Wednesday, August 31, 2011

Human Events Op-Ed by Adam Hasner

Florida Senate candidate Adam Hasner has written an excellent op-ed for Human Events that was published this morning:

Human Events | Adam Hasner | Tax Problems Not Too Complex For Simple Answers
It’s no secret that Sen. Bill Nelson and I disagree on most of the issues facing America.  One of those issues is tax reform, which I believe is fundamental to growing America’s economy...
"Disagree" is putting it lightly: as Hasner points out, Nelson has been in office since the Carter administration but has never taken a single step to actually reform our tax system. Nelson has, however, used his time as my Senator to vote for lots of tax increases (almost 150 times in the past decade alone).

Hasner spends the rest of the article detailing his common-sense approach to tax reform:
The reality is that true tax reform will never be possible in Washington so long as typical politicians in both parties are in charge.  Their answer is always another commission, another task force, another investigation—but never any real action.

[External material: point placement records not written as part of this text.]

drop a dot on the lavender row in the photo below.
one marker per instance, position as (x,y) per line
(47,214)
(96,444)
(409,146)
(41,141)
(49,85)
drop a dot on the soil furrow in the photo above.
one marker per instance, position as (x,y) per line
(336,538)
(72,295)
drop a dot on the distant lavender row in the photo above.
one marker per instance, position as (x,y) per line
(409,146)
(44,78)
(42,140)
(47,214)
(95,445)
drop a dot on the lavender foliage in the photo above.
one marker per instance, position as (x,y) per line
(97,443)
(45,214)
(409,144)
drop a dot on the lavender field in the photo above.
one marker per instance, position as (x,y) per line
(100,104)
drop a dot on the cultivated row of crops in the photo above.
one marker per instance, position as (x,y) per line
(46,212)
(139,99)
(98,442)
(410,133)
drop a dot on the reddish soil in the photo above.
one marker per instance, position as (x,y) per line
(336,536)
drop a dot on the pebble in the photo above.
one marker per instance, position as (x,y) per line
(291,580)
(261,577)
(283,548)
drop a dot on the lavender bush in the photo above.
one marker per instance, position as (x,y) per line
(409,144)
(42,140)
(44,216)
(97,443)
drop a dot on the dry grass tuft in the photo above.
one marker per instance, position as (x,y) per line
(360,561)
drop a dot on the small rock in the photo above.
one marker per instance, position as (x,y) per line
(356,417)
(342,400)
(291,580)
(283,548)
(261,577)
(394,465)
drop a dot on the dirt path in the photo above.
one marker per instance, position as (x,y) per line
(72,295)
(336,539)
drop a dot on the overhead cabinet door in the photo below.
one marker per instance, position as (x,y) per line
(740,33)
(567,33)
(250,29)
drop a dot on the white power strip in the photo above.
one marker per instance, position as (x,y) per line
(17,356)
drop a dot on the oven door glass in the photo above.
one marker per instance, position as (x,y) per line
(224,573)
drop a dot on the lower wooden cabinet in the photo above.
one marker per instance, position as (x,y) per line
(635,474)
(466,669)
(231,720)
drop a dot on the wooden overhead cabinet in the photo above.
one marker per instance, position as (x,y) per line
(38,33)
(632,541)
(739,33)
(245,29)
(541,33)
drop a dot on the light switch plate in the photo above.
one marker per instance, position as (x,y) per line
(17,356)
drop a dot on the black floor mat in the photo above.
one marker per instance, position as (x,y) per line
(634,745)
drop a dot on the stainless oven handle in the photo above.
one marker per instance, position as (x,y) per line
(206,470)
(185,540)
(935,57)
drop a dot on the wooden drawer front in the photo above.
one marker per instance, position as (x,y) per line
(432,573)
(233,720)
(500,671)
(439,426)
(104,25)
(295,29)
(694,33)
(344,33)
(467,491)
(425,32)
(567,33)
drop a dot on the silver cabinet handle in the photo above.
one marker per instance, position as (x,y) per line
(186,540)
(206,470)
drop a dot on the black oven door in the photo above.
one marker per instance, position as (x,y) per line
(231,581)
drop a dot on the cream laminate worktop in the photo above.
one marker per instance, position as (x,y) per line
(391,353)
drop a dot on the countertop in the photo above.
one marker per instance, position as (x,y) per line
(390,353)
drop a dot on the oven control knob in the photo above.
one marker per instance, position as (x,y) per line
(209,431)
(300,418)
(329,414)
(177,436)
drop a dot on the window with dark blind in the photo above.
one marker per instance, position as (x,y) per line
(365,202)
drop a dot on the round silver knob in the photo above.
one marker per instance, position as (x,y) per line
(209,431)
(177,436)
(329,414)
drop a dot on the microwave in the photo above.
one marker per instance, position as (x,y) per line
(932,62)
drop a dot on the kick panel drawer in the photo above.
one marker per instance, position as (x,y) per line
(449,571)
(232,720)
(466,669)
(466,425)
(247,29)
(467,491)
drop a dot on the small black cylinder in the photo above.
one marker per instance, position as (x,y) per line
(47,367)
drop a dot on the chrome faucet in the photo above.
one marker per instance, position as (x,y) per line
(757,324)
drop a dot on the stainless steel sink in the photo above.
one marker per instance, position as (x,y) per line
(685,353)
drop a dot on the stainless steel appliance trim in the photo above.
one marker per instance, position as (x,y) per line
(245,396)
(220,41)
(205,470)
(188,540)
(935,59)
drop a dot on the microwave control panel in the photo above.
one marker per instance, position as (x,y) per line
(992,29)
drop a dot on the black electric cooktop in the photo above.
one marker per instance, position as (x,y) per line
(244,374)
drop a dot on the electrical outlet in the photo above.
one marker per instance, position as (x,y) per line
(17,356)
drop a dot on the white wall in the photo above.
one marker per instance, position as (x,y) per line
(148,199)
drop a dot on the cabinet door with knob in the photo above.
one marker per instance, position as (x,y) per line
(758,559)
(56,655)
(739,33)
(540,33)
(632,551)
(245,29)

...I support eliminating loopholes and subsidies, but only in exchange for across-the-board cuts to tax rates for individuals and corporations.

Special-interest exemptions don’t work.  Favoring some companies over others and placing the government in a position to pick winners and losers in the free market only makes our tax code more complicated and burdensome...
Hasner continues his discussion by noting that our extremely complicated tax code amounts to a "hidden tax" on Americans, by forcing them to hire accountants just to comply with the law. He also calls for the abolition of the death tax, and reduction of taxes on capital gains and dividends, with the goal of establishing a tax code that taxes income just once.
The right tax reforms create certainty, which allows job creators to make investments that will lead to expansion and ultimately new jobs.  This is a key element for economic growth and job creation.

...If these ideas don’t sound complicated, it’s because they’re not.  They are time-tested and part of the ideological framework this country was built on.  

We don’t need “super committees” coming up with new ways to tax and spend more—we need new leaders with the courage to support the common-sense ideas we know will work.